Divertido y muy original el carrito de cucuruchos que se sirven a modo de petit fours. Diferentes helados, cremas y frutas que se combinan de forma estudiada y que suponen un magnífico colofón a una gran comida. Y más si se acompañan de un gran café y de un Calvados Adrien Camut Reserve de Semainville Assemblage de 25 años fabuloso.
La carta de vinos de un restaurante como Bras es, lógicamente, extraordinaria. Inabarcable, por tanto. Por ello se hace imprescindible la colaboración de un sumiller competente y Sergio Calderón – argentino – lo es. Conoce su carta, escucha al cliente, asesora en función de los gustos, recomienda y se moja, desaconseja si es necesario. Ni más ni menos de lo que se le debe pedir a un sumiller. De su mano pasamos por un fantástico Domaine Gauby Vielles Vignes 2006 de Cotes du Roussillon – qué grandes vinos blancos elaboran por esta zona - con un potencial enorme, y por un sorprendente Jean Marc Boillot “Les Roques” 2007, un Vin de Pays d’Oc prodigioso, elaborado con Roussanne y que uno podría confundir con uno de los grandes, todo un descubrimiento. Sedoso y elegante el Joseph Drouhin “Clos des Mouches” 2003 del Beaune, uno de esos que no suelen fallar y de los pocos que elabora medias botellas.

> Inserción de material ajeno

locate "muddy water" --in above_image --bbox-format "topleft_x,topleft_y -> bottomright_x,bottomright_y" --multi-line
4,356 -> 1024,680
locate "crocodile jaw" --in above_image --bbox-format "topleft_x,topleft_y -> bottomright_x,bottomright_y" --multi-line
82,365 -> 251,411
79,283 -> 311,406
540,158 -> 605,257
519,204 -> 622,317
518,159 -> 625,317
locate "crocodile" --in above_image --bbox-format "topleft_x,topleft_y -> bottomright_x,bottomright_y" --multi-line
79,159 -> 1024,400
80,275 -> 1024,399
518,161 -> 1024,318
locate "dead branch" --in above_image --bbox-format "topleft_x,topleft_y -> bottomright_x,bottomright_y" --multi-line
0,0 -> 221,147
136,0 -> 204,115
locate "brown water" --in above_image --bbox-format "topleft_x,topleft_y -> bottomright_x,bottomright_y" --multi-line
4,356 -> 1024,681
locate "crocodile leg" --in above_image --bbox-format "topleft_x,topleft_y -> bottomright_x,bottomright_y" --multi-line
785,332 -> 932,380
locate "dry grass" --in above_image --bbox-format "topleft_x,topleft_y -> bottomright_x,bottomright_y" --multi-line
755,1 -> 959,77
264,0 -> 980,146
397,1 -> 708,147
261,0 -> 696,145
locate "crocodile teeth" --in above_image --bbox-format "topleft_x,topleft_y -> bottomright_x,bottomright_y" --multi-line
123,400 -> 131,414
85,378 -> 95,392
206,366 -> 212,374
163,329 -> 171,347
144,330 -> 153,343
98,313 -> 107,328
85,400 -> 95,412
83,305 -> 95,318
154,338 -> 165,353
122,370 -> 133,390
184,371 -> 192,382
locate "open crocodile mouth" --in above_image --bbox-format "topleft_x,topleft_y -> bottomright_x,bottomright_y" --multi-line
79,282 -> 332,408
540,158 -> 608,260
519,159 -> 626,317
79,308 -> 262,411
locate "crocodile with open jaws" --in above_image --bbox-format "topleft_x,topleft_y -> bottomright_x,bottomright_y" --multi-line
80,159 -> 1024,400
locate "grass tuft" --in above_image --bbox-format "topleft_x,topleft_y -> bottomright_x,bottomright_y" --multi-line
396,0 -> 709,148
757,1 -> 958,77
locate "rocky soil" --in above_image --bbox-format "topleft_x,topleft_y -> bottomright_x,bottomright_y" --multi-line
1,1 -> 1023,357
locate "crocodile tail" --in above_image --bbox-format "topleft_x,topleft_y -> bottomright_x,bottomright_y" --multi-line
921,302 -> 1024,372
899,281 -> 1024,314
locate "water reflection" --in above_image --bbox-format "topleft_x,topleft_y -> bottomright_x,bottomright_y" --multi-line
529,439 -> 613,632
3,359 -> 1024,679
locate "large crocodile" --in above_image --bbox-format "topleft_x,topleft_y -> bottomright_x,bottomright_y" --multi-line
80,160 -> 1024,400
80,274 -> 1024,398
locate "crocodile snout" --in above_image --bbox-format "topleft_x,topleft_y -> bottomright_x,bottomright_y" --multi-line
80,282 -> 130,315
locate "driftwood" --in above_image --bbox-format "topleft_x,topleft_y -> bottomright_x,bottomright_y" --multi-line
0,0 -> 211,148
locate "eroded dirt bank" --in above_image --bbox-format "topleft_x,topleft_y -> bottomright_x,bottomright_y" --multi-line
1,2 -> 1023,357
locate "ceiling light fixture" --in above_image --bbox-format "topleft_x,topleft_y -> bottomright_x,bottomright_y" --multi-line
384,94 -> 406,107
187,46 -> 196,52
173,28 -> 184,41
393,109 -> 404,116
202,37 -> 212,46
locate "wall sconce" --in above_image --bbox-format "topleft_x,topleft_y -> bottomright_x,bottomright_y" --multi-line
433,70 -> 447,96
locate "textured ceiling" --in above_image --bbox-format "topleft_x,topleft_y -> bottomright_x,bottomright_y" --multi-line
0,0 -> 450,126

Un servicio excelente empañado por la necesidad de enfriar un par de grados el vino tinto entre las dudas y malas caras habituales en estos menesteres al norte de los Pirineos.

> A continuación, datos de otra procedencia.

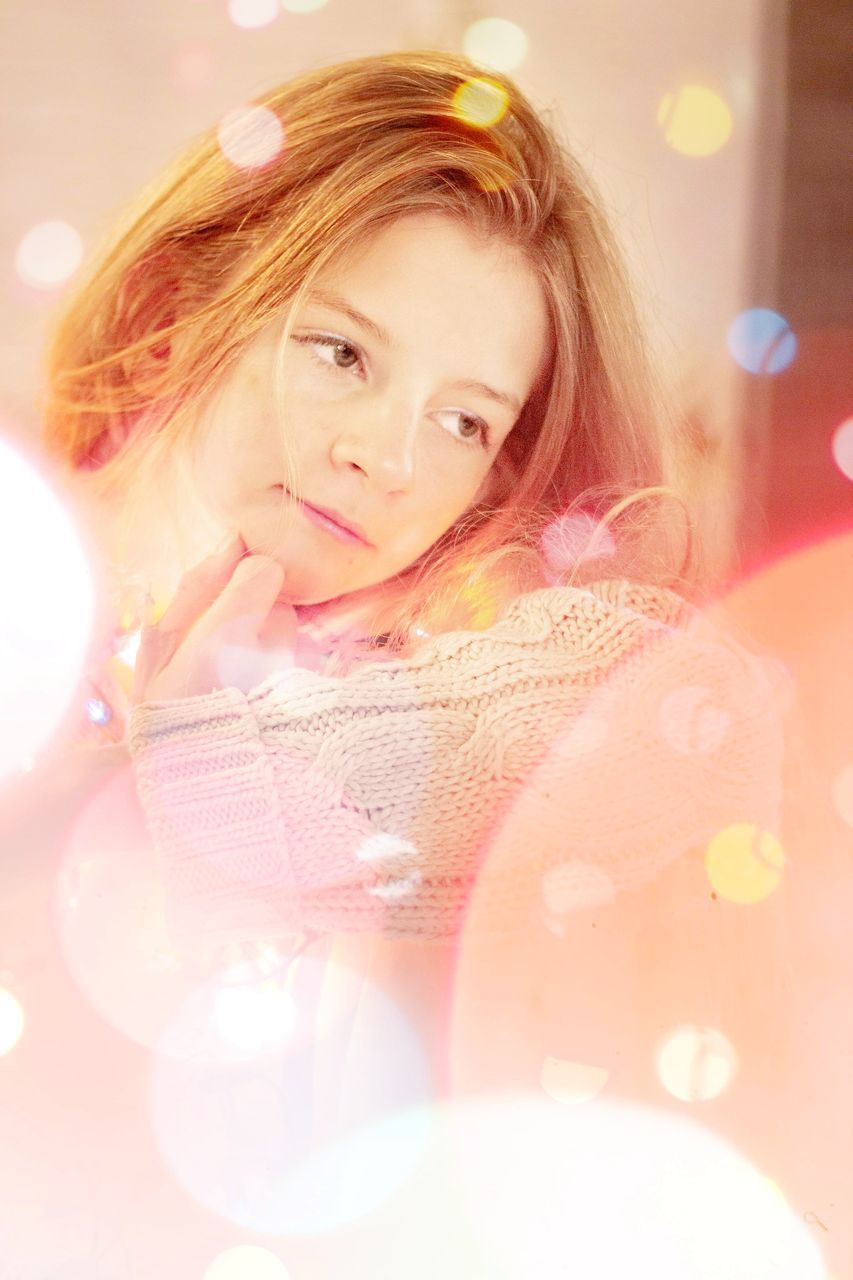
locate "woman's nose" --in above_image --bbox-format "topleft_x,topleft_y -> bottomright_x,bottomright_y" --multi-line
329,396 -> 419,492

Es difícil ponerle nota a un servicio – desde luego – lleno de buenos detalles pero en absoluto comparable al de los grandes restaurantes franceses. Leo en sitios especializados que pretende ser un servicio “deliberadamente pausado que invite a la contemplación y la calma”. Casi cuatro horas para un menú de nueve platos me parece algo más que eso. Grandes pausas que rompen el ritmo de la comida, que hacen perder interés al comensal y que obligan a contemporizar el servicio del vino. No me gustó.
Me he tomado mi tiempo para reposar las sensaciones que me produjo Bras. Creo que no cabe duda que Michel Bras es un grandísimo cocinero, un revolucionario, un maestro para alguno de los más grandes. Alguno de sus platos han traspasado los límites temporales y siguen tan audaces y geniales como hace veinte años. Poquísimos cocineros pueden presumir de haber colocado un plato en el imaginario popular de la restauración. Y tampoco hay dudas de que Bras es un destino único, especial. El conjunto es brillante, la experiencia magnífica. Pero, por encima de lugares, atardeceres, detalles, regalos, desayunos y poesías aquí habíamos venido a cenar en uno de los mejores restaurantes del mundo. Y hubo demasiadas lagunas. Quizás Bras se haya convertido más en un negocio, en una experiencia, que en un restaurante. No en vano resulta más sencillo encontrarse en su página de internet con la tienda en línea de cuchillos o mermeladas que con la carta de vinos. Da cierta impresión que el fenómeno Bras ha trascendido su cocina. Laguiole. Aubrac. Un destino por encima de un restaurante. Quizás.